5. Woori Bank: Overhang Versus Valuation

Given overhang risk, investors have been bailing out of Woori or taking short positions. Woori Bank Employees Stock Ownership Association seems to have absorbed part of the selling from the likes of Blackrock, Samsung Asset, SEB Investment, Northern Trust, State Street, Russell Investment, and JP Morgan Asset. We do note though that Vanguard and TIAA have increased their position during the HoldCo transition.
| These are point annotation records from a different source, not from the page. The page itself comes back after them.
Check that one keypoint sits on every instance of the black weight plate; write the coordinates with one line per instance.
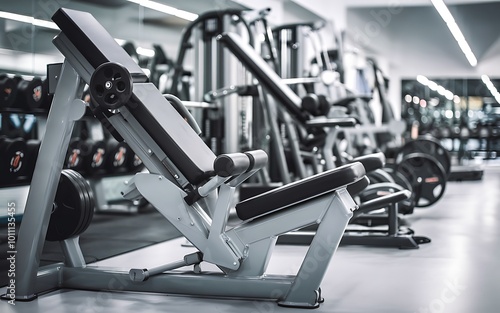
(380, 176)
(8, 91)
(427, 177)
(12, 158)
(429, 146)
(110, 86)
(68, 205)
(88, 211)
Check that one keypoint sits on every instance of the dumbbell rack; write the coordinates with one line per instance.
(15, 190)
(106, 186)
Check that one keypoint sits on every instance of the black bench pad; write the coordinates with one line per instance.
(299, 191)
(94, 42)
(371, 162)
(161, 121)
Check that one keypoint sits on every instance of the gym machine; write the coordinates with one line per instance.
(191, 186)
(272, 83)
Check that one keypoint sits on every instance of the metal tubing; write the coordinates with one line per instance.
(63, 113)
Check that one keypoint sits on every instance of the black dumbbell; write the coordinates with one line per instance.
(30, 94)
(8, 91)
(32, 149)
(12, 159)
(94, 156)
(75, 155)
(117, 153)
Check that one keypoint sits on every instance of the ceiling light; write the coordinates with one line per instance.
(145, 52)
(487, 81)
(455, 30)
(28, 19)
(422, 79)
(153, 5)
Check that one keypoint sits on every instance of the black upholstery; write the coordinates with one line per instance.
(157, 116)
(299, 191)
(371, 162)
(94, 42)
(173, 134)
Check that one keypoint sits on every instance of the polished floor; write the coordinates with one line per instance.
(458, 272)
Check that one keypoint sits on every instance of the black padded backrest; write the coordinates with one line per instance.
(94, 42)
(264, 74)
(149, 107)
(172, 134)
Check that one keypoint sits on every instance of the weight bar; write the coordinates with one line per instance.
(110, 86)
(8, 91)
(12, 158)
(426, 176)
(73, 207)
(29, 94)
(389, 175)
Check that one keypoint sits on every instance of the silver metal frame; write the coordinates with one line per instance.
(241, 252)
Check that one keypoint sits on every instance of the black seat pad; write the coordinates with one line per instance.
(161, 121)
(299, 191)
(371, 162)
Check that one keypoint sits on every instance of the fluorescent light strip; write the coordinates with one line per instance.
(28, 19)
(455, 30)
(166, 9)
(435, 87)
(486, 80)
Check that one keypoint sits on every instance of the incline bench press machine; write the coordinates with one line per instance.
(186, 182)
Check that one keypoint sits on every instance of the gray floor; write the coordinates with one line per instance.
(457, 272)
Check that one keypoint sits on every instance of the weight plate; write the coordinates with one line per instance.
(67, 211)
(30, 94)
(111, 86)
(12, 158)
(32, 149)
(88, 211)
(428, 146)
(84, 208)
(74, 157)
(8, 91)
(95, 160)
(426, 175)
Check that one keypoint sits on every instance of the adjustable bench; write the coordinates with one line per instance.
(186, 183)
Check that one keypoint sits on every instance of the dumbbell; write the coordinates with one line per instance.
(12, 159)
(74, 155)
(32, 149)
(47, 97)
(29, 94)
(116, 159)
(8, 91)
(94, 157)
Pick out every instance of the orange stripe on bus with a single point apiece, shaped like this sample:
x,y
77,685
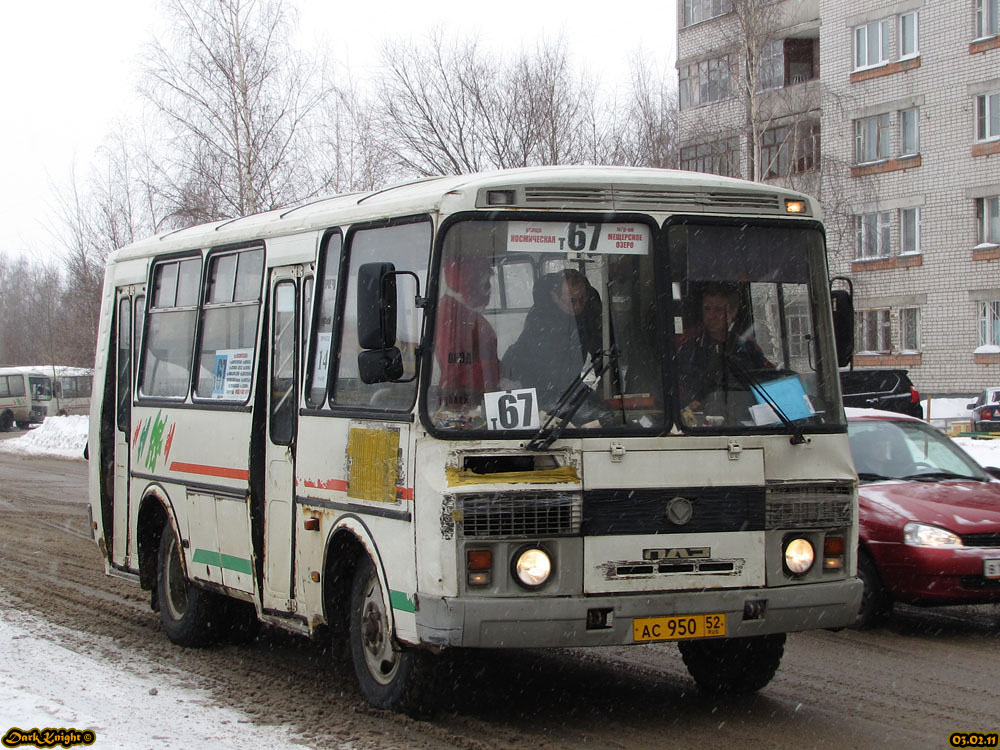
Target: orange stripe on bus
x,y
210,471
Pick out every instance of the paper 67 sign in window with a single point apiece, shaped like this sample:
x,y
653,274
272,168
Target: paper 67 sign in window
x,y
512,410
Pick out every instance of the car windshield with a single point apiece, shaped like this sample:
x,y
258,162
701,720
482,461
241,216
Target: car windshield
x,y
544,326
904,449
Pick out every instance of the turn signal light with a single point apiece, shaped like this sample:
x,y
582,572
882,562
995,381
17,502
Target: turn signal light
x,y
479,563
833,553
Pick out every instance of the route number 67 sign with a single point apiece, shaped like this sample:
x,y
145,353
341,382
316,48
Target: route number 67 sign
x,y
512,410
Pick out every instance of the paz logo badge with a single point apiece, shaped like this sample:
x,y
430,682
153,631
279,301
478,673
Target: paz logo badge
x,y
679,511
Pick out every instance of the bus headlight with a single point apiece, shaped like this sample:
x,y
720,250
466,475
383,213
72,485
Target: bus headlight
x,y
799,555
532,567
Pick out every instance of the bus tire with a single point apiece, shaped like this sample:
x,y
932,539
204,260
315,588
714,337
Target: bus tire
x,y
190,615
733,666
876,603
391,678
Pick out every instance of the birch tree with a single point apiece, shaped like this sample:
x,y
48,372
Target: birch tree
x,y
238,103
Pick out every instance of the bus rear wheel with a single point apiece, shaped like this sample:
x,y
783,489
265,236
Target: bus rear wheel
x,y
391,677
733,666
190,615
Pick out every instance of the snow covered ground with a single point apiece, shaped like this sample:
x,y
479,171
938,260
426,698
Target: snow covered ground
x,y
128,703
52,678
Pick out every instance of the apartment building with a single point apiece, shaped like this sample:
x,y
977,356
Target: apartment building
x,y
890,113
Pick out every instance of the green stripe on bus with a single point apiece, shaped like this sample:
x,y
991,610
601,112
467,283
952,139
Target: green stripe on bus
x,y
219,560
401,601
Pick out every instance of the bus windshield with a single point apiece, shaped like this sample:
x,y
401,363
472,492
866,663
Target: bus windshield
x,y
41,388
602,326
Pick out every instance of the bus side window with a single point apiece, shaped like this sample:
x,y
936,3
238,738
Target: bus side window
x,y
324,307
229,325
173,312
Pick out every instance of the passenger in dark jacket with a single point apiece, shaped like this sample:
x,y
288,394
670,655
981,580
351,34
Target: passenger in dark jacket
x,y
709,361
561,332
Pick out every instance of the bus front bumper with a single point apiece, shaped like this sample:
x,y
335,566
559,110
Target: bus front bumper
x,y
536,621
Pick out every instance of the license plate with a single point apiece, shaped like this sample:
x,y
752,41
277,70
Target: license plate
x,y
678,628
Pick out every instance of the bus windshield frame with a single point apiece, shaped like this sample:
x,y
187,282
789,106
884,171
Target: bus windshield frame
x,y
638,316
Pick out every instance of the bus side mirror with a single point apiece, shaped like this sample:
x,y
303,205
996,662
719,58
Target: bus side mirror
x,y
377,305
843,325
380,365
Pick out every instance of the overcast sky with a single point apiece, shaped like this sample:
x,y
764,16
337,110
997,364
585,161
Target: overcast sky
x,y
68,70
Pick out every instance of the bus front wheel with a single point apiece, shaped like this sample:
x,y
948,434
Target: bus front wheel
x,y
733,666
190,615
391,677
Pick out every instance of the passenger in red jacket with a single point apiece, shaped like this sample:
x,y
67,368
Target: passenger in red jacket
x,y
465,345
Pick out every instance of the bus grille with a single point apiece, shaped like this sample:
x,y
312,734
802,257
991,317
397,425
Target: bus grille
x,y
809,506
654,199
519,515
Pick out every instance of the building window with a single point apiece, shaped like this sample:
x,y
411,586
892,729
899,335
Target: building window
x,y
909,329
871,44
696,11
772,66
908,35
987,15
873,235
989,323
871,138
787,149
719,157
988,213
988,116
704,82
874,331
909,132
774,152
909,231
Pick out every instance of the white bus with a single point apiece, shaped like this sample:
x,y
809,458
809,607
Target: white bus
x,y
16,399
360,419
71,387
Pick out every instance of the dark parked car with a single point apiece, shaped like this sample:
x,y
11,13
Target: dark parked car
x,y
986,411
929,517
891,390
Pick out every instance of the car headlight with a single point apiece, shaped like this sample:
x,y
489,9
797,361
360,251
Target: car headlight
x,y
799,555
532,567
924,535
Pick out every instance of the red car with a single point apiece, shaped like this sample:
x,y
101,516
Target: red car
x,y
929,517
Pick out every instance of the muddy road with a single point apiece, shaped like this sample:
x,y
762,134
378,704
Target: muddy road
x,y
911,683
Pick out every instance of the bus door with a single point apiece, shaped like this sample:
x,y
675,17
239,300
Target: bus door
x,y
279,460
129,307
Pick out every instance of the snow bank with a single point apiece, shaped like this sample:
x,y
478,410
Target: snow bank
x,y
56,436
52,678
There is still to come the 12% stake in Woori Holdings that Woori Bank receives relating to the transfer of the credit card entity that needs to be sold. KDIC’s 18% stake adds to the overhang risk. With https://www.smartkarma.com/insights/woori-bank-holdco-conversion-current-status-trade-approach Sanghyun Park has detailed the risk.

We delve into the latest financials of Woori Financial Group. The picture is mixed. While efficiency advances were the main positive standout, we highlight sharply higher funding costs and a build-up of precautionary loans as main areas of concern. The bottom line was also boosted by much lower loan loss provisions as headline NPLs fell.

A constructive view of the Group is thus based on the credibility of what appears to be underlying asset improvement and the benefits of returning to HoldCo status.

We conclude that despite the overhang risk, shares are not expensive. Shares inhabit the highest decile of our global VFM (Valuation, Fundamentals, Momentum) rankings. There may though be a better entry point for bargain hunters.